D’ailleurs la proximité a poussé cinq
équipes d’Amphores à s’inscrire… mais pas seulement. Le lieu, assez central
pour la France, la possibilité de visiter des vignerons de renom et la capacité
d’accueil des Caves de la Mignonne, tout cela a permis l’inscription de 72
binômes : record battu depuis que l’épreuve existe !

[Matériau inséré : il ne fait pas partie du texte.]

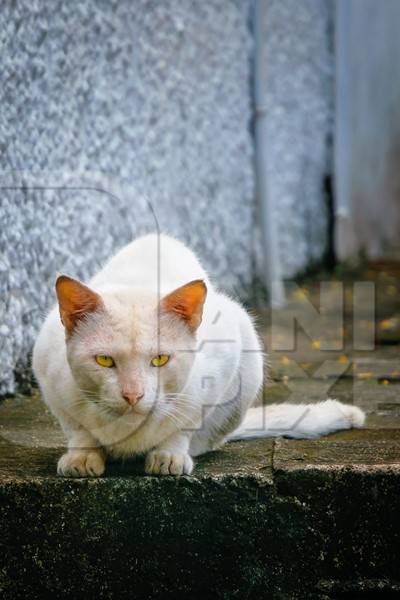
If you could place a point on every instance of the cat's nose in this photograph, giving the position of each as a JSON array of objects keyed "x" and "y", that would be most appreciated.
[{"x": 132, "y": 398}]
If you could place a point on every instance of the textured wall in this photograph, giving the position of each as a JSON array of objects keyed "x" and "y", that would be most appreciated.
[
  {"x": 155, "y": 95},
  {"x": 299, "y": 67},
  {"x": 368, "y": 128}
]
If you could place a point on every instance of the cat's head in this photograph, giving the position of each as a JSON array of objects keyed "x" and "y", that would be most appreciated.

Et il y avait du beau monde : au
moins deux champions du monde (dans l’équipe de Belgique vainqueur en 2014, les
belges étant par ailleurs fortement représentés, et dans l’équipe de France
vainqueur en 2015), un champion d’Europe, de multiples champions de France, des
luxembourgeois, et même un anglais qui l’emportera haut la main avec son
partenaire français de toujours (les deux ayant été sacrés champions de France
il y a trois ans). Il ne manquait que les chinois, champions du monde en 2016,
avec une équipe constituée de professionnels et d’étudiants dans le vin vivant
en France.
C’est avec plaisir que je retrouve
avant le début de l’épreuve des têtes bien connues : les copains
d’Amphores, bien sûr, et particulièrement Michel qui a fait le voyage depuis
Nantes. Je vois aussi de nombreux LPViens (ceux qui interviennent sur le site
LaPassionduVin.com, dont j’ai fait la connaissance d’abord sur le web puis lors
de dégustations mémorables ; je pense notamment à mes deux jeunes
camarades du club LPV Versailles qui vont faire mieux que se défendre).
Mais trêve de bavardages, il faut
s’installer et profiter de la remarquable organisation avec un duo
d’enfer : Philippe de Cantenac pour la RVF et Benoît Roumet pour le BIVC.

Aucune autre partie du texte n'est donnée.